I am sorry for never being there whenever you needed me the most. I am sorry for leaving you alone to deal with everything. I am sorry for always putting you as the last priority and making you feel small before my friends and family.
I am sorry for every shoulder you cried on because mine was never one of them.
I am sorry for pushing you to the limits and then blaming you for the reactions which I actually deserved.
I am sorry for the pills and anti depressants you popped up to feel normal and go through the day. I am sorry for naming your genuine care as a trap. I was such a fool to feel your concerns were restrictions. I am sorry for every time you were anxious for me and I didn’t care enough to even think about you.
I never hit you but I did far worse, I gave you a heartache that never stops hurting. I am sorry for those bruises carved on your soul. I am sorry for not being the right guy for you whom you deserved.
I am sorry now that you can’t trust anyone anymore and flinch even by the touch of people around you. I am responsible for all the walls you have built around your heart and it will take numerous efforts for others to reach you.

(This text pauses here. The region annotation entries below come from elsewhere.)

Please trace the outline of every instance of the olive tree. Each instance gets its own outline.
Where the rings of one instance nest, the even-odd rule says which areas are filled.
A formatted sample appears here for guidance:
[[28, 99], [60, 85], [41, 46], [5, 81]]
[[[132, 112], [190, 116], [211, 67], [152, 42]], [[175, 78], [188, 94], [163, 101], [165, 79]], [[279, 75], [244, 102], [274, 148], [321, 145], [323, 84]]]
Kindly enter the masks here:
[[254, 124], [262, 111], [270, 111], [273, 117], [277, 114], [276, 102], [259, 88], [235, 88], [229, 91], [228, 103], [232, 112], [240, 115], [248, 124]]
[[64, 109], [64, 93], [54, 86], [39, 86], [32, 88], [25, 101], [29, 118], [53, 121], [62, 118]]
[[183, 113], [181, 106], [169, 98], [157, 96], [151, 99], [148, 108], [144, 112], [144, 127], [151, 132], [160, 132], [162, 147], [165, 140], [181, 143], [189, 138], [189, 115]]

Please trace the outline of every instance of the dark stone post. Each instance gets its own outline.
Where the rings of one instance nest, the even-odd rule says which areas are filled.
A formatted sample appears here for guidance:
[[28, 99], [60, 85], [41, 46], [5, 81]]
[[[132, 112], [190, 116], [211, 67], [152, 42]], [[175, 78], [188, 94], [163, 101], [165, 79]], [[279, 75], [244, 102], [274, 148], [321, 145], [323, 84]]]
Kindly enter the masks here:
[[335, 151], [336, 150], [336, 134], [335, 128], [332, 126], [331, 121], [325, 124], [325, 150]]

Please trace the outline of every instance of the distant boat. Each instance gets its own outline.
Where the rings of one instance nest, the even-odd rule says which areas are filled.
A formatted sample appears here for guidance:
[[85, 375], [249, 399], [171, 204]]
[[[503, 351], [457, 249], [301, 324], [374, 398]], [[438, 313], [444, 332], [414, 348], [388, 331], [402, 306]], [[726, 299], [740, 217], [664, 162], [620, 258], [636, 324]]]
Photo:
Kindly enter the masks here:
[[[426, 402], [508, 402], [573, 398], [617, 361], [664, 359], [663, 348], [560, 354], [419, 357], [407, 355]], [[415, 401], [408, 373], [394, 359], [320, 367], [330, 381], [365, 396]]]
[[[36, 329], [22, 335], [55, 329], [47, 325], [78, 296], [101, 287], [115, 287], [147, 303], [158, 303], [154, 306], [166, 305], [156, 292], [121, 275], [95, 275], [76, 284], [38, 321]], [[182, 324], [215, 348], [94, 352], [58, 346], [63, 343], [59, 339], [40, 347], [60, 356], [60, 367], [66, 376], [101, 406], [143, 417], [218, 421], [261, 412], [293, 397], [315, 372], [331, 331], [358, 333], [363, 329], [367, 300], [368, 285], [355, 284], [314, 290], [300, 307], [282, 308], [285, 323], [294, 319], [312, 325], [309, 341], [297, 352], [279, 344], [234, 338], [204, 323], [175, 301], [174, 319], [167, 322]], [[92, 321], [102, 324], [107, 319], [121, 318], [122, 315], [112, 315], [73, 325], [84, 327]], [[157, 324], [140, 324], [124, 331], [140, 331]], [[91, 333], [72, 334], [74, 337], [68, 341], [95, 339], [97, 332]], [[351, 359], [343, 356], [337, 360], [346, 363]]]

I am sorry for not giving you the love, care and respect you deserved. I am sorry that now love vows leave a bitter taste in your mouth. I know just the mention of my name and the smell of my cologne triggers you and makes you walk away.
I knew how you were fascinated towards the ancients ruins and wanted to see them. Now I see how my abuses turned you into a ruin itself.
I wish, I had never met you because our relationship is like a burnt bridge that is impassable. I will always be sorry for not being the king that a queen deserves.